4. An electrophoresis display device including at least a pixel electrode that is provided for a pixel, a common electrode provided to oppose the pixel electrode, and an electrophoresis element containing electrophoresis particles, the electrophoresis element being sandwiched by the pixel electrode and the common electrode, wherein

driving of the electrophoresis element for updating a display is performed by a common voltage swing drive method in which a rectangular wave in which a first potential and a second potential are repeated is applied to the common electrode for not less than one cycle during a display update time in which the first potential or the second potential for moving the electrophoresis particles is applied to the pixel electrode, and

including a control unit for controlling a frequency of the rectangular wave so as to be not less than 20 Hz.

5. The electrophoresis display device according to claim 4, wherein

the control unit controls a period during applying the first potential and a period during applying the second potential in the rectangular wave so as to be not less than 1 ms and not more than 25 ms.

6. The electrophoresis display device according to claim 4, wherein

the control unit controls a period during applying the first potential and a period during applying the second potential in the rectangular wave so as to be not less than 5 ms and not more than 20 ms.

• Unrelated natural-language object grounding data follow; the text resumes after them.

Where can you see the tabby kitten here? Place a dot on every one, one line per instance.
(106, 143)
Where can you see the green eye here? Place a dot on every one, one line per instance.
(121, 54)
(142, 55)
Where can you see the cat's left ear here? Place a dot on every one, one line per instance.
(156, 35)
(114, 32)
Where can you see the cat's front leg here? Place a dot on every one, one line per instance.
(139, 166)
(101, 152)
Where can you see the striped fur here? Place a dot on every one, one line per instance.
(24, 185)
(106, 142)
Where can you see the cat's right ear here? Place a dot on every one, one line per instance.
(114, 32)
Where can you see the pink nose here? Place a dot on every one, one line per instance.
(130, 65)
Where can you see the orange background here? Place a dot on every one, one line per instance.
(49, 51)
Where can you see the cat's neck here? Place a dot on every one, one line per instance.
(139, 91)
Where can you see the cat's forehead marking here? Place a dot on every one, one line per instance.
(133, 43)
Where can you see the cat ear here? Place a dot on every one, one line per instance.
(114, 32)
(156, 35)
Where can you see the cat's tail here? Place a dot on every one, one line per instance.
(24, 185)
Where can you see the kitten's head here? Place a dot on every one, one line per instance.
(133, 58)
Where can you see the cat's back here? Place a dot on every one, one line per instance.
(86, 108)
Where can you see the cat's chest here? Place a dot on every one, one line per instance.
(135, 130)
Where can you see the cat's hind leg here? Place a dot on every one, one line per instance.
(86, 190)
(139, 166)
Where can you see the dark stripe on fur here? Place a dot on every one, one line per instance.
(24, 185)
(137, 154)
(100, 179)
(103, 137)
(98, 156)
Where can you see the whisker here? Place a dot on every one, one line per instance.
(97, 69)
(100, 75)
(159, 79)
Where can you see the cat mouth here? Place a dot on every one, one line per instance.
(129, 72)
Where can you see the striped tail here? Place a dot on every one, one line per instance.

7. The electrophoresis display device according to claim 4, wherein

the pixel is equipped with a pixel circuit, and

the control unit employs an active matrix method for controlling the pixel via the pixel circuit.

8. The electrophoresis display device according to claim 7, wherein the pixel circuit is equipped with a storage device.

9. An electronic apparatus comprising the electrophoresis display device according to claim 4.